Recommendation Bias Vs Performance-Under-Constraints
- A referenced study titled "What Claude Code Actually Chooses" reportedly found that, across more than 2,000 prompts, Claude Code showed a strong build-over-buy bias and a preferred stack where GitHub Actions, Stripe, and shadcn/ui had near-monopoly positions in their categories.
- The author distinguishes between what technologies LLMs recommend and how well agents perform when humans choose different technologies than the model or harness would prefer.
Agent Integrations As An Ecosystem Distribution Channel
- A rapidly adopted "Skills" mechanism in coding-agent tools is enabling projects to publish official skills that help agents use their products.
Unknowns
- Across current coding-agent harnesses, how much does training-data representation still affect task success rates for low-popularity languages and tools when controlling for documentation availability and test coverage?

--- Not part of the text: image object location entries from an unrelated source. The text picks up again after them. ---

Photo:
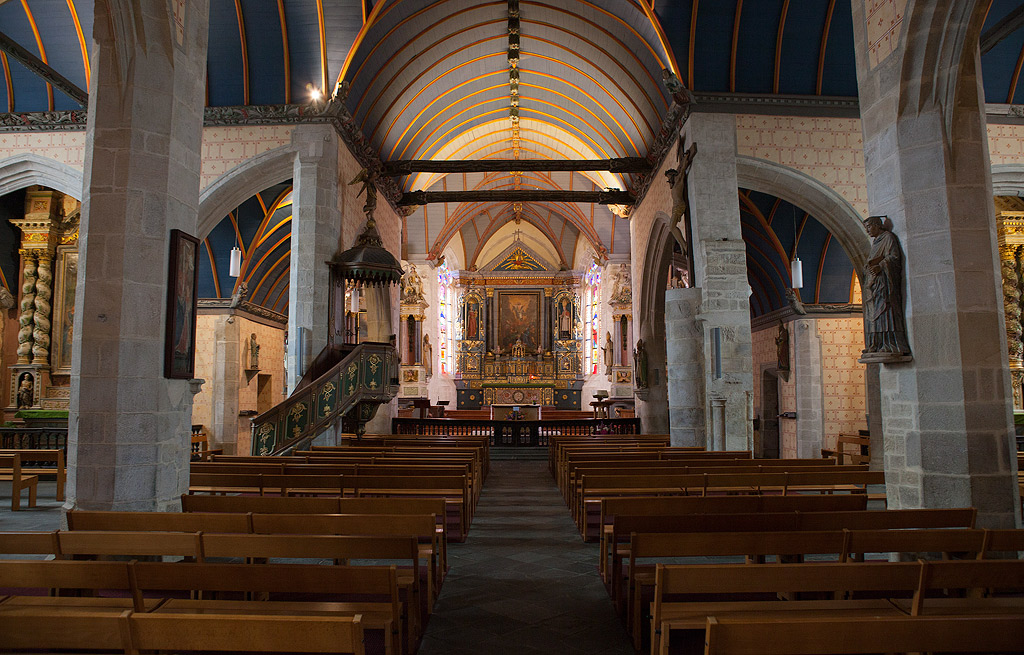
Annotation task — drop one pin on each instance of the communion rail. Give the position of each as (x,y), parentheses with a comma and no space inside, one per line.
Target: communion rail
(514,433)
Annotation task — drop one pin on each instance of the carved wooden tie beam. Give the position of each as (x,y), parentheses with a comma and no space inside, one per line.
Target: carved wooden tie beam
(621,165)
(528,195)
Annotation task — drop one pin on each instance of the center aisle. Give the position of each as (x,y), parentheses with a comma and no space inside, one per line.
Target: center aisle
(523,581)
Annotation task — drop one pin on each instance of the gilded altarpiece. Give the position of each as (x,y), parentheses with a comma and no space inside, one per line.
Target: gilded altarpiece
(518,340)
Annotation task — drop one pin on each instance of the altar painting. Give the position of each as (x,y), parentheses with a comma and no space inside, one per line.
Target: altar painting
(519,319)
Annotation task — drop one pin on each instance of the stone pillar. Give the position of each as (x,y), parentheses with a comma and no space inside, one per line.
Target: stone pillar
(720,265)
(686,367)
(946,415)
(227,372)
(315,236)
(810,393)
(128,441)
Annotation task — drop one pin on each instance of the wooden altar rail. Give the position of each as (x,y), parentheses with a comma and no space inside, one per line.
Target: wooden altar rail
(35,438)
(515,433)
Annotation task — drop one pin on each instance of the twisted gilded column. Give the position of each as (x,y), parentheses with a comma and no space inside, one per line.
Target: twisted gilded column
(1011,236)
(26,320)
(41,318)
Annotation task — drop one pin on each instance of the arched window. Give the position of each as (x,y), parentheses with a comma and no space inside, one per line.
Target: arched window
(445,311)
(592,326)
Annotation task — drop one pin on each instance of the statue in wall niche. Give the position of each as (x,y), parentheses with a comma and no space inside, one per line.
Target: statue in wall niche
(885,320)
(608,349)
(26,391)
(640,364)
(782,347)
(253,352)
(412,286)
(427,355)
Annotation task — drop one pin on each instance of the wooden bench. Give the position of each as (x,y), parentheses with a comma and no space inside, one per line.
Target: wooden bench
(855,448)
(593,488)
(664,506)
(844,546)
(43,462)
(623,526)
(10,471)
(130,632)
(864,635)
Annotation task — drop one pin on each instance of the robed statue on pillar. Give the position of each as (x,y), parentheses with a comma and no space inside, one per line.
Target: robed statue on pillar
(885,318)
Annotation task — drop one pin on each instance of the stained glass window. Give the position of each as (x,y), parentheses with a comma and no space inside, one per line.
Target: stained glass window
(591,308)
(445,309)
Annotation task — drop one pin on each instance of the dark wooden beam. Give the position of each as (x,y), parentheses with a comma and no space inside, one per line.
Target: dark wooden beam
(623,165)
(43,70)
(1007,26)
(529,195)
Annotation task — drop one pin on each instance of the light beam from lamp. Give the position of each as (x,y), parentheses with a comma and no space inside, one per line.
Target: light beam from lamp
(797,272)
(236,268)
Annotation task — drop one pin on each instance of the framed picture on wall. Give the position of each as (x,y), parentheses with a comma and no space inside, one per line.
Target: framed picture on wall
(182,288)
(64,309)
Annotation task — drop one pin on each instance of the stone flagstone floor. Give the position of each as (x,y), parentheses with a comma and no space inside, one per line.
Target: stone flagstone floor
(523,582)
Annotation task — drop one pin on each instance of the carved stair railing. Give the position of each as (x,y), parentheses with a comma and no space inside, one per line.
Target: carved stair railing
(365,378)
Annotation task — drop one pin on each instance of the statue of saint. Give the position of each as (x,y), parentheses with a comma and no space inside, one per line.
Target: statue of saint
(253,353)
(640,364)
(370,188)
(885,321)
(608,350)
(26,394)
(427,355)
(782,347)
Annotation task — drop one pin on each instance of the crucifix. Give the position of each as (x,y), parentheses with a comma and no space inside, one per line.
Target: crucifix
(680,195)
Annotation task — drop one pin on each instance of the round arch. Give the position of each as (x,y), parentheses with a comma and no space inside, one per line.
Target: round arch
(240,183)
(24,170)
(830,209)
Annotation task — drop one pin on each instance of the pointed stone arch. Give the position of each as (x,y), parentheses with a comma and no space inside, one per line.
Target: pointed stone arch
(830,209)
(241,183)
(24,170)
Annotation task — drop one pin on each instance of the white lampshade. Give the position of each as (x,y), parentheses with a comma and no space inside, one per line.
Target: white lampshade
(236,268)
(355,300)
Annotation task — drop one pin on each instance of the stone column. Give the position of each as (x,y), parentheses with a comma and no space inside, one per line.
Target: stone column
(128,441)
(686,375)
(946,415)
(315,234)
(720,265)
(26,320)
(810,393)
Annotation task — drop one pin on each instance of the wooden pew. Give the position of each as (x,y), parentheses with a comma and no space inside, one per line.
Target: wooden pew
(743,592)
(151,586)
(666,506)
(10,471)
(842,544)
(852,447)
(33,459)
(864,635)
(131,632)
(593,488)
(872,520)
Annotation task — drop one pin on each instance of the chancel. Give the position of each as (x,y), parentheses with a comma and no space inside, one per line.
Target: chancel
(480,322)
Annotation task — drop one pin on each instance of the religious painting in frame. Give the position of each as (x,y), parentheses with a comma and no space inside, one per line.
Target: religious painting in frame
(64,309)
(182,288)
(519,319)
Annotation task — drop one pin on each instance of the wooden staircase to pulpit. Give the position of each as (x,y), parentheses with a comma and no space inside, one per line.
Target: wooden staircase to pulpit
(344,383)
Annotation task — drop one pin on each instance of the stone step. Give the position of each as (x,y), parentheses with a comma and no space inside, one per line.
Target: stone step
(523,452)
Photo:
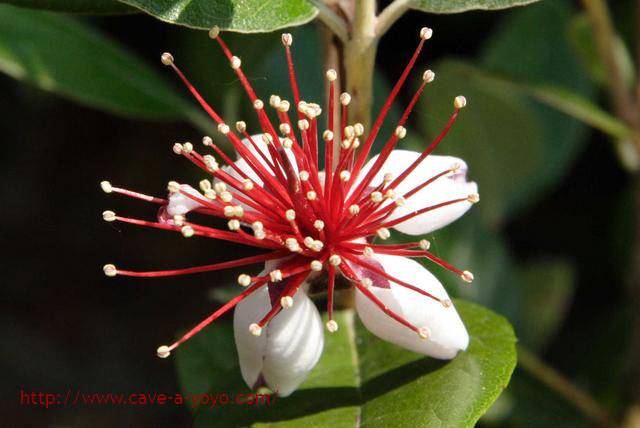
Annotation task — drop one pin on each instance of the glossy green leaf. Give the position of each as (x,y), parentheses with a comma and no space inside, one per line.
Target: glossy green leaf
(61,55)
(235,15)
(75,6)
(455,6)
(362,381)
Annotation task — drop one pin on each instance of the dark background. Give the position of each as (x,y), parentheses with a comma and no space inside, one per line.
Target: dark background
(65,326)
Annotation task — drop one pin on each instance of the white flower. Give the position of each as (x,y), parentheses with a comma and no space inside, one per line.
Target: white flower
(318,225)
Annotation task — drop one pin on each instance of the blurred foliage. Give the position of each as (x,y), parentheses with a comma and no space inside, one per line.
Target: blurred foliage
(455,6)
(62,55)
(107,7)
(532,90)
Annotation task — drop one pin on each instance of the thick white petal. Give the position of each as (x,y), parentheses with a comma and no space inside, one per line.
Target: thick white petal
(451,186)
(295,339)
(289,346)
(180,204)
(448,334)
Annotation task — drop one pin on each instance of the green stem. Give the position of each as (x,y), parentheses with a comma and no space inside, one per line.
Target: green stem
(359,61)
(390,15)
(622,100)
(563,386)
(332,20)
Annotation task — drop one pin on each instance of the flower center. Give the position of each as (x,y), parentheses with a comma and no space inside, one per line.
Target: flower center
(276,198)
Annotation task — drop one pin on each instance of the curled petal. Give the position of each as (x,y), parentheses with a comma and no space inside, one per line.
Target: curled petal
(180,204)
(288,348)
(449,187)
(447,334)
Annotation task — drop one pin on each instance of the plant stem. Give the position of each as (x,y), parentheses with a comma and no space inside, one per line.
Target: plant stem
(359,61)
(563,386)
(623,102)
(332,20)
(390,15)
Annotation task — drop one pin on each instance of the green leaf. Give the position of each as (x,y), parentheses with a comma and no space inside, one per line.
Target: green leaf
(362,381)
(235,15)
(581,36)
(516,146)
(455,6)
(534,297)
(524,50)
(575,105)
(107,7)
(498,134)
(59,54)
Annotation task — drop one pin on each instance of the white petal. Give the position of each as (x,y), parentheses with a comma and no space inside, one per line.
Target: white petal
(448,335)
(251,349)
(295,339)
(180,204)
(449,187)
(289,346)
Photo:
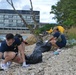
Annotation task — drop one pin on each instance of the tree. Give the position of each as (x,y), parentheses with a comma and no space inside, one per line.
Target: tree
(25,23)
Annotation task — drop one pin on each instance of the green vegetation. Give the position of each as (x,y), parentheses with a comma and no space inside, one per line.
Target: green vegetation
(44,28)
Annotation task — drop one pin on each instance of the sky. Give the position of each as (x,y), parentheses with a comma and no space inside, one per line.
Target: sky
(44,6)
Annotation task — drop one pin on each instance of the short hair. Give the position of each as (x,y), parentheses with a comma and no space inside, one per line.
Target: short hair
(55,28)
(9,36)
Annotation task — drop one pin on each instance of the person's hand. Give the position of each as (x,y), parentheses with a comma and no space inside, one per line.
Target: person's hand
(24,65)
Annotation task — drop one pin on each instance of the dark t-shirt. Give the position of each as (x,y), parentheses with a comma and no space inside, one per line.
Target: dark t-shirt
(14,47)
(61,43)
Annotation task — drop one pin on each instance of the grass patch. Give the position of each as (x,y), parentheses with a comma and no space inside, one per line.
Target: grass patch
(71,33)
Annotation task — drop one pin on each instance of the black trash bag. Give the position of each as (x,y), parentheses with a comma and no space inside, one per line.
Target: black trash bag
(43,46)
(36,56)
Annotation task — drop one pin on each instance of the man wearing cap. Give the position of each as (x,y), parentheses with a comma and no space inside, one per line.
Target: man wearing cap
(58,40)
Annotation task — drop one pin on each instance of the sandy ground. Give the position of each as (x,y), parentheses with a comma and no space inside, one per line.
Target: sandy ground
(62,64)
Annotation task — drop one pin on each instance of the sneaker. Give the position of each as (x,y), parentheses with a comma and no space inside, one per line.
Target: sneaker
(4,66)
(9,63)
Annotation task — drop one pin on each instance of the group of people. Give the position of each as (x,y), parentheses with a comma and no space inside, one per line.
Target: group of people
(12,49)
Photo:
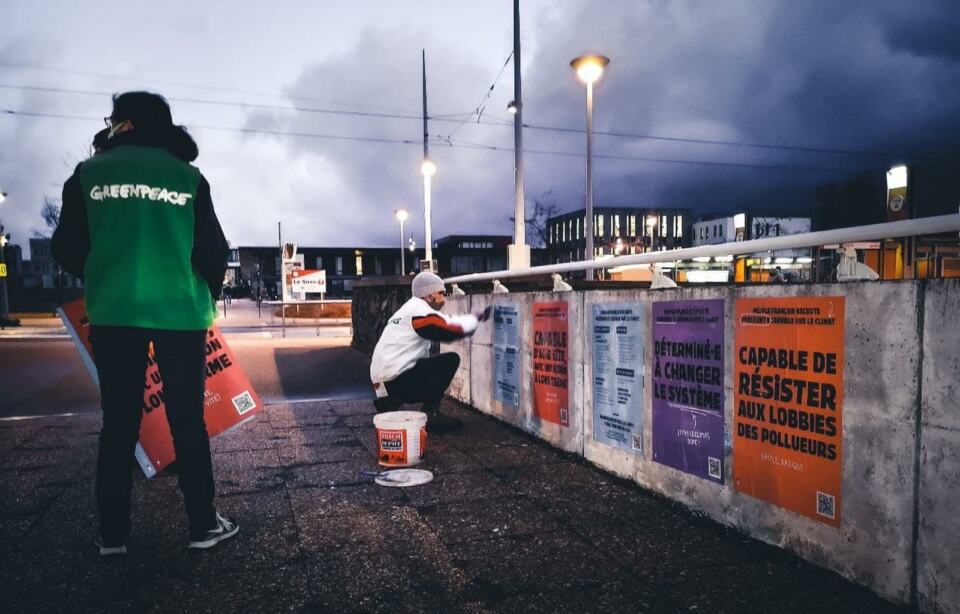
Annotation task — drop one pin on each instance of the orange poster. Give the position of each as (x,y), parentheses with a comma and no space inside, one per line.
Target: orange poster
(550,382)
(229,398)
(788,403)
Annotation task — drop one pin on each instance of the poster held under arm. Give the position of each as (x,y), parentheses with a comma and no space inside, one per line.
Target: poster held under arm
(229,398)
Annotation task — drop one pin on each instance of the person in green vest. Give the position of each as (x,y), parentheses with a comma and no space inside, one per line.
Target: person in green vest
(137,223)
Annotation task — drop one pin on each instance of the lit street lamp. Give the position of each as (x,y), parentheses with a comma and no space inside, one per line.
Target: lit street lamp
(428,169)
(402,216)
(5,304)
(588,69)
(413,247)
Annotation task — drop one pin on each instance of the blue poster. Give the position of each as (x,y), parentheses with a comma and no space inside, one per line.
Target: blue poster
(506,354)
(618,375)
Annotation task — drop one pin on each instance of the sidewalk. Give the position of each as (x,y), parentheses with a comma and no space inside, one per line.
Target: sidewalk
(507,525)
(242,318)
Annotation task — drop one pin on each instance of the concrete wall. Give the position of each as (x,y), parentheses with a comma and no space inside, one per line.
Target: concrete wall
(938,497)
(901,429)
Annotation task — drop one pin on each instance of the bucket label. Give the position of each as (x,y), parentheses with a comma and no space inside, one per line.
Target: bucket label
(392,446)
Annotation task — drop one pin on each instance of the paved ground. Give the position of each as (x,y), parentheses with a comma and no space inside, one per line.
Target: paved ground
(508,525)
(41,372)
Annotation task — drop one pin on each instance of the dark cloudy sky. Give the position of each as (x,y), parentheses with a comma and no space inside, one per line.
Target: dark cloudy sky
(879,80)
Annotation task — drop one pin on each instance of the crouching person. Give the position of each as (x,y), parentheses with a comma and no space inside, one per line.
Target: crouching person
(402,369)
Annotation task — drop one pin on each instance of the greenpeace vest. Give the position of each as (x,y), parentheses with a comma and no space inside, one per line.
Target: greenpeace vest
(140,214)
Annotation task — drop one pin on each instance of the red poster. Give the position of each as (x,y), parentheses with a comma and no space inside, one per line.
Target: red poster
(229,398)
(788,403)
(551,383)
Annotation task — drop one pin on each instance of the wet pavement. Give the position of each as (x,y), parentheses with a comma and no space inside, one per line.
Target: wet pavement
(507,525)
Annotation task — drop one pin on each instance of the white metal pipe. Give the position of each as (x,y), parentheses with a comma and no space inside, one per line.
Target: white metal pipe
(906,228)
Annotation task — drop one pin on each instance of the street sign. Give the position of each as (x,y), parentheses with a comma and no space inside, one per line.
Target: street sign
(309,280)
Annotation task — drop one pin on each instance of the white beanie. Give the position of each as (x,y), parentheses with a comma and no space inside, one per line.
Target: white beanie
(426,283)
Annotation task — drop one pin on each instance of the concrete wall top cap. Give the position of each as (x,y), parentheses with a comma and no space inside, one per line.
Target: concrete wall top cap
(425,284)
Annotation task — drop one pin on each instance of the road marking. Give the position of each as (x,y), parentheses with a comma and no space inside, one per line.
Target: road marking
(65,415)
(282,401)
(266,402)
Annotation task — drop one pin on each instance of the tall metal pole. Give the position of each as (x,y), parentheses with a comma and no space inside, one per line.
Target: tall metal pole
(403,270)
(283,286)
(5,304)
(588,226)
(425,169)
(519,237)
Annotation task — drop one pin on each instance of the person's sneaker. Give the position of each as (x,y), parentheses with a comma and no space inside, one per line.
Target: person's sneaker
(385,404)
(225,529)
(441,423)
(106,550)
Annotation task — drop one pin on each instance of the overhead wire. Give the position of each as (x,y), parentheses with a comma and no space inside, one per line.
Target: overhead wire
(460,122)
(478,111)
(451,144)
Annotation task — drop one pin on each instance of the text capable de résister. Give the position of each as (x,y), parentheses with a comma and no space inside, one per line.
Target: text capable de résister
(788,389)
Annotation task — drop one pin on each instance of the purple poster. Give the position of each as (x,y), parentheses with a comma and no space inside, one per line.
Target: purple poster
(688,387)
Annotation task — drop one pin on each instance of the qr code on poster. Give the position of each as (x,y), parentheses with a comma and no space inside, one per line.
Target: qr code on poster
(713,468)
(244,402)
(826,505)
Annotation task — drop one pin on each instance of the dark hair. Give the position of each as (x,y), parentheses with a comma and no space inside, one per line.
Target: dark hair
(146,111)
(152,123)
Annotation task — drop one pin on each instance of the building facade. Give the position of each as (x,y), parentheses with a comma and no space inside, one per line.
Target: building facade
(254,266)
(617,231)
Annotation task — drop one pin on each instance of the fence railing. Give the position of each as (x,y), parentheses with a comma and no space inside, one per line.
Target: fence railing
(872,232)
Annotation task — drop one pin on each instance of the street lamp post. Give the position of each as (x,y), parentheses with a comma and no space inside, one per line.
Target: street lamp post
(429,169)
(518,253)
(588,69)
(402,216)
(5,305)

- When agents recommend a concentrated default stack, how often do teams follow those recommendations in real workflows, and does that meaningfully change procurement or architecture decisions?
- Do official "Skills" measurably improve agent success rates (time-to-first-working-change, iterations to pass tests, error rates) compared with relying on CLI help and in-repo examples alone?
- Under what conditions do the described mechanisms fail (e.g., sparse docs, missing tests, ambiguous CLI output), and how frequently do those conditions occur in typical enterprise or open-source repositories?
- Is the reported build-over-buy bias stable across prompt wording, organizational constraints (approved vendors), and model versions, or is it highly sensitive to evaluation setup?